Muon Calibration at CalDet



Calibration Approach to Date:



The problem:


When looking at path length corrected light output, the distributions do not look flat:


Corrections shown here have been made just using ds/dz, which to first order should be correct.

Stan's Comments:


...the method used to get strip by strip calibrations together with elimination of all "corner-clippers", ie >1 strip in a plane hits, has to
introduce biases and lead to incorrect answers. Let me give you three ways (there may be others) how this causes problems:

1) Corner clipping hits in strips with lower light outputs have a lower probability of being detected that for higher light output strips.
2) Tracks with the same energy loss but different incident angles wrt normal have different probabilities for getting zero pes in an adjacent strip.

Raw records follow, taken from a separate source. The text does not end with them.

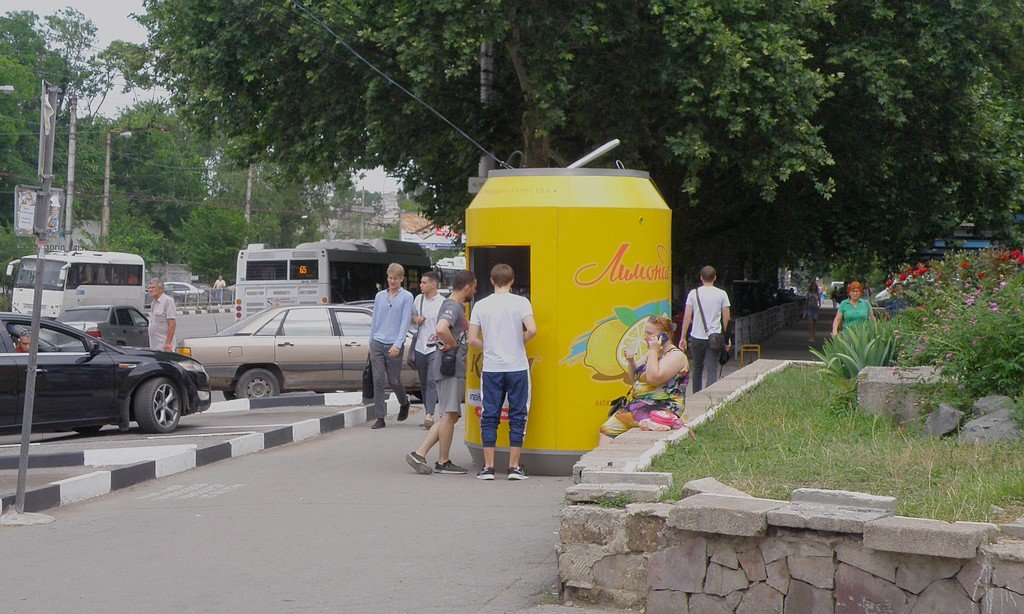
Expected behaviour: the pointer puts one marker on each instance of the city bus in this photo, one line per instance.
(75, 278)
(326, 271)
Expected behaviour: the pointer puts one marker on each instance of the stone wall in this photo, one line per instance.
(820, 553)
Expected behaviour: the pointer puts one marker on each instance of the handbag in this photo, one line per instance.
(411, 359)
(716, 341)
(450, 362)
(368, 382)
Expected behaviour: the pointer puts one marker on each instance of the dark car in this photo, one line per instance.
(83, 383)
(117, 324)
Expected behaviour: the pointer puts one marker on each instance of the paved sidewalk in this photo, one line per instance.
(338, 524)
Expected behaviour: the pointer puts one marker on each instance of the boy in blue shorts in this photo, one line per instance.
(506, 321)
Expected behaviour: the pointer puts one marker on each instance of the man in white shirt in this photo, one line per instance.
(507, 323)
(425, 309)
(712, 307)
(163, 317)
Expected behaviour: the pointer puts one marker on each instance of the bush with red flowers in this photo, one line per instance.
(967, 316)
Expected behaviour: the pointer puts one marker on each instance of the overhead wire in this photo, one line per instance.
(315, 20)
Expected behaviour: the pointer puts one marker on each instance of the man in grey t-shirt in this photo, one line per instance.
(163, 317)
(452, 326)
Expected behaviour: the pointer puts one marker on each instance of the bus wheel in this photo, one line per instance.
(257, 384)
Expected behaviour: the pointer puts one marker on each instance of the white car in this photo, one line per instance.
(181, 290)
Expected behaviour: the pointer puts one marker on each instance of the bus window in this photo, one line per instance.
(303, 269)
(51, 274)
(266, 270)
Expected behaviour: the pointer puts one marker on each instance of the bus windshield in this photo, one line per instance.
(51, 274)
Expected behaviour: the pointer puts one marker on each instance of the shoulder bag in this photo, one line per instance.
(716, 341)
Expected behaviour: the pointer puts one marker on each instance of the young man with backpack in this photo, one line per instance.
(450, 379)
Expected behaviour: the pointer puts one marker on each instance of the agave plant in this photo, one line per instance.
(871, 344)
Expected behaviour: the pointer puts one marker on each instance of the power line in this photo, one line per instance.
(310, 16)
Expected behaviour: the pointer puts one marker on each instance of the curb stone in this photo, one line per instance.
(101, 482)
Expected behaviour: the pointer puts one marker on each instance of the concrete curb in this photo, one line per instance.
(101, 482)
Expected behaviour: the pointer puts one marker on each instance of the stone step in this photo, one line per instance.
(589, 493)
(626, 477)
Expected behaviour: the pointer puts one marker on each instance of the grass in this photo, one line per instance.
(791, 433)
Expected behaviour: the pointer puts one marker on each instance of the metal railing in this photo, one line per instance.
(759, 326)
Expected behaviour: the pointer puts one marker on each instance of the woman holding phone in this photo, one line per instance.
(658, 383)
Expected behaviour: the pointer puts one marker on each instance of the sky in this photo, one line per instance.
(114, 22)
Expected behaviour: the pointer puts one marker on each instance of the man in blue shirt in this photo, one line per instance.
(392, 315)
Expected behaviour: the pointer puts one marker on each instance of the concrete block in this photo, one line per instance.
(590, 524)
(84, 486)
(893, 391)
(643, 526)
(623, 572)
(816, 571)
(621, 477)
(1013, 529)
(778, 575)
(753, 565)
(873, 562)
(667, 602)
(247, 444)
(824, 518)
(915, 573)
(723, 554)
(858, 591)
(679, 567)
(932, 537)
(761, 599)
(178, 463)
(804, 599)
(580, 493)
(724, 515)
(576, 564)
(946, 597)
(846, 498)
(722, 580)
(710, 486)
(306, 429)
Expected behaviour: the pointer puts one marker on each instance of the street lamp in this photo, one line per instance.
(125, 133)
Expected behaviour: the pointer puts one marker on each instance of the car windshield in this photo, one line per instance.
(233, 329)
(83, 315)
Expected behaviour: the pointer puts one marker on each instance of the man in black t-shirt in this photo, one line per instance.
(452, 326)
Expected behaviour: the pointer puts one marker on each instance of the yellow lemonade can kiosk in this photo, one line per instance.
(591, 249)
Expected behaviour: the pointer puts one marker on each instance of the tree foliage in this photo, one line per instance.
(858, 130)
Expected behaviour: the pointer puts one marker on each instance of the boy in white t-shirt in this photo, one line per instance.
(705, 304)
(507, 323)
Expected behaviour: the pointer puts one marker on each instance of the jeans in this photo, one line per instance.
(495, 387)
(385, 367)
(702, 355)
(428, 386)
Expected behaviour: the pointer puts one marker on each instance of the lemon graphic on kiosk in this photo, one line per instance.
(607, 344)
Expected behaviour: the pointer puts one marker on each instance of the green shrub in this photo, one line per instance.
(870, 344)
(969, 319)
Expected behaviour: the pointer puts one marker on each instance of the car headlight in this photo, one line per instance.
(193, 365)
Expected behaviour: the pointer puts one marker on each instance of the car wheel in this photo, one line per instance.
(257, 384)
(158, 405)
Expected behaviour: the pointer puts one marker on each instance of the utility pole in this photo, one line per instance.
(47, 130)
(104, 221)
(70, 193)
(249, 193)
(486, 97)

If due to geometry (eg vertical vs horizontal strips) the average pathlength is different in different planes--> odd-even asymmetry.
3) The absolute calibration for all strips will be shifted downward since you will be accepting some fraction of events that are corner
clippers and thus do not deposit all of their energy in the strip of interest.

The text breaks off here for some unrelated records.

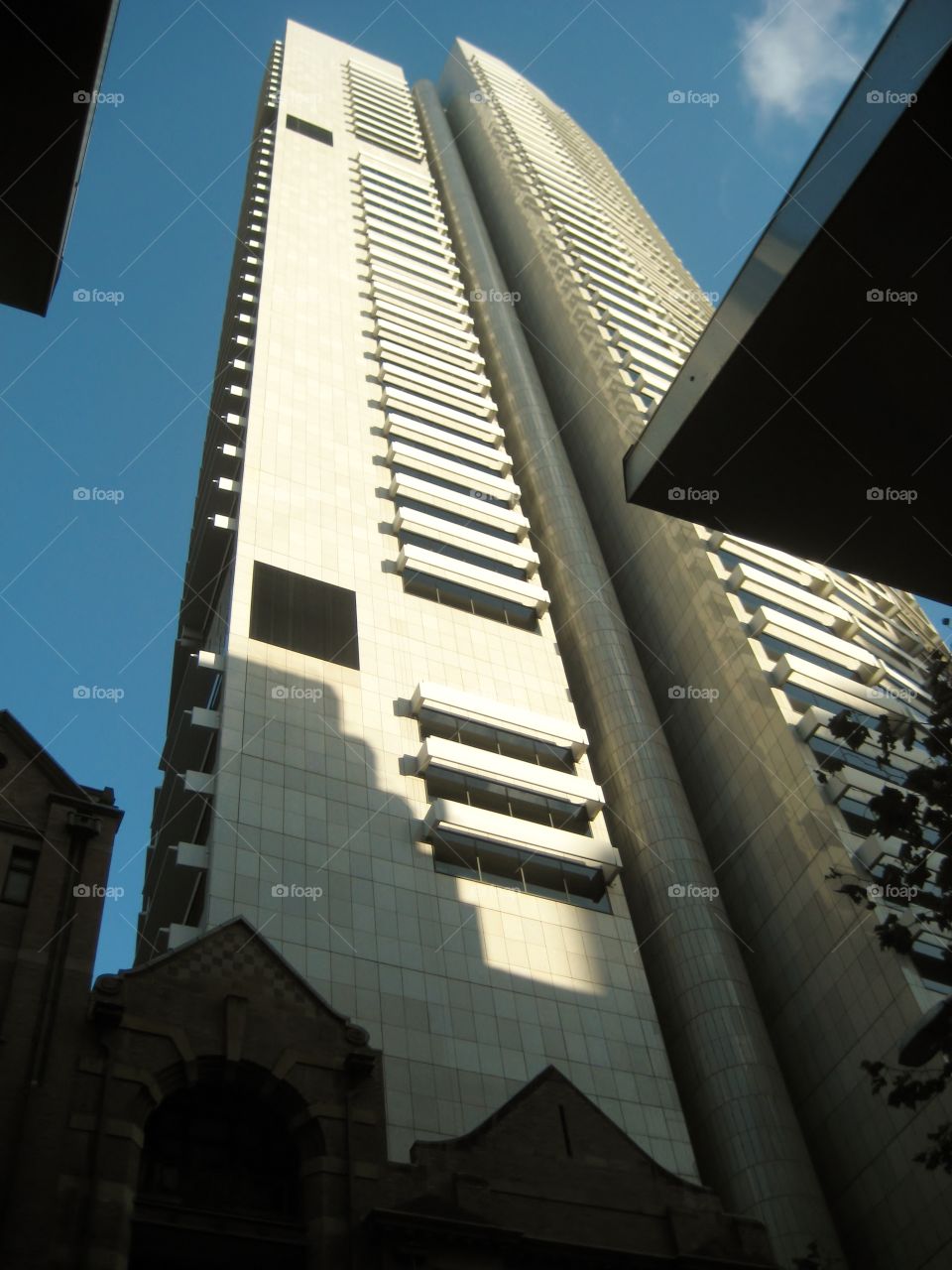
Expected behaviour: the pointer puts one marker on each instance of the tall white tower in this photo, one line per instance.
(372, 748)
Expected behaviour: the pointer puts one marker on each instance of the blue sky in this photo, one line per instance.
(111, 395)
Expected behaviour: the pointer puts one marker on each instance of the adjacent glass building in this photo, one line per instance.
(516, 774)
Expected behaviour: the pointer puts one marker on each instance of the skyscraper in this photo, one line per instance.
(379, 733)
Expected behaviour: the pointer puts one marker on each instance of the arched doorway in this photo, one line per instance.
(218, 1185)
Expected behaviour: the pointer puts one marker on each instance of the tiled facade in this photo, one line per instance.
(748, 654)
(416, 602)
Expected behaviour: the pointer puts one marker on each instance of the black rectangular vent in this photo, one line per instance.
(303, 615)
(308, 130)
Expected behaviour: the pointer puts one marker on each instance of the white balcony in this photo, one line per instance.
(448, 817)
(472, 761)
(561, 733)
(470, 575)
(517, 554)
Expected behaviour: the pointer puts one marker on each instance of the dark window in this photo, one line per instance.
(303, 615)
(536, 874)
(19, 875)
(507, 799)
(309, 130)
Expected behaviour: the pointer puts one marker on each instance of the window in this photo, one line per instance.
(454, 486)
(19, 876)
(303, 615)
(499, 865)
(447, 549)
(477, 602)
(466, 522)
(513, 744)
(778, 648)
(507, 801)
(308, 130)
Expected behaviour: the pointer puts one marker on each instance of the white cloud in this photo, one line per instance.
(797, 58)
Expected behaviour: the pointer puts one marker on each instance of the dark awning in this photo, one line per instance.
(814, 412)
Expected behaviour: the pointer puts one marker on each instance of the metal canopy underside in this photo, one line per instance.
(810, 416)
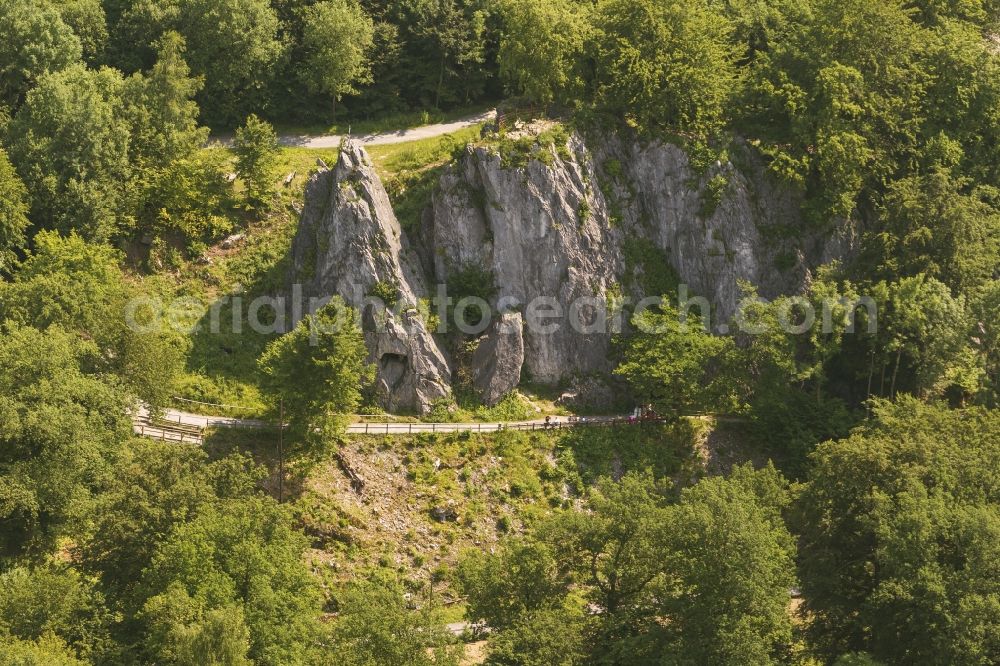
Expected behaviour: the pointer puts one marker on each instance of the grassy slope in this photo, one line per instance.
(221, 365)
(495, 483)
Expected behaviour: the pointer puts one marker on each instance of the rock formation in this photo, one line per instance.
(496, 363)
(349, 244)
(571, 229)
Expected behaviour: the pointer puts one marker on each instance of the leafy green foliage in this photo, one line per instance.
(678, 367)
(320, 367)
(69, 142)
(374, 626)
(55, 600)
(256, 148)
(131, 337)
(61, 429)
(703, 578)
(36, 41)
(338, 37)
(898, 523)
(665, 64)
(13, 213)
(239, 554)
(542, 49)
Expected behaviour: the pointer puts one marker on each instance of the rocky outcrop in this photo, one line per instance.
(542, 234)
(560, 234)
(496, 363)
(349, 244)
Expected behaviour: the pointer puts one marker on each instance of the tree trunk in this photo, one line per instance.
(895, 372)
(437, 95)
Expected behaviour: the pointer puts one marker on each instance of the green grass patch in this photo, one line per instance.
(410, 171)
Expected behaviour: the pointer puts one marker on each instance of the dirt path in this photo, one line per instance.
(381, 138)
(174, 425)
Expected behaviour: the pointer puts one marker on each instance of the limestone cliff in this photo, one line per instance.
(577, 222)
(349, 244)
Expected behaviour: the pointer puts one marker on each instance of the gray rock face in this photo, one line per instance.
(349, 244)
(565, 232)
(496, 363)
(542, 233)
(558, 236)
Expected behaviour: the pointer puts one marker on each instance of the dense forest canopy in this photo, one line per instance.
(881, 506)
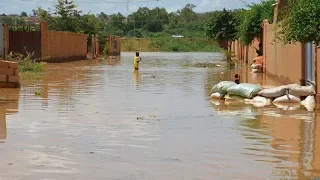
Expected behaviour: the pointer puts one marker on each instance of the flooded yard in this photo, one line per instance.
(98, 119)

3) is less important as long as the strip-to-strip calibration is carried out correctly. Once the detector response has been flattened, the absolute calibration can be achieved using a different method .

1) and 2) were expected and attempts have been made to correct for these by calculating the average path length through a scintillator strip for a particular set of track angles.

Factors affecting average path length:
Attempted to calculate average path length for our specific case with a tunable parameter corresponding to typical strip light output:



Can also look at correction as a function of individual track angles, dxdz and dydz:







Corrections good to +/-5% over angular range observed.

Alternatives

Stan's Solution:

...use all hits on a plane in the vicinity of a track. Weigh the energy in different strips by the relative light output in each strip, and assign total energy thus weighed to the strip with maximum energy. This would have to be an iterative procedure, with all gains equal initially, but it should converge very fast. Some cuts and/or corrections would be needed, ie one would want to eliminate catastrophic energy loss events, correct for edge effects, dead strips (if any), etc.

I think that this procedure would have more or less the same problems as have already been shown.

At the Far Detector:

Take only the largest hit in each plane. Doing this at CalDet and applying a simple correction which accounts for finite strip width:
(ds/dz)*4.1/(4.1 + |dy/dz|)



This would introduce an even/odd plane asymmetry into the calibration.

What we eventually resorted to:

Realising that the pattern is more or less the same for even/odd planes, green/clear readout and that light output looks fairly linear with  pathlength, the "92% solution" correction was applied.  i.e. instead of correcting by ds/dz, correct by 0.92*ds/dz:



vs ds/dz


Other Issues:

Cross-talk hits included in the track and used in the path length plots?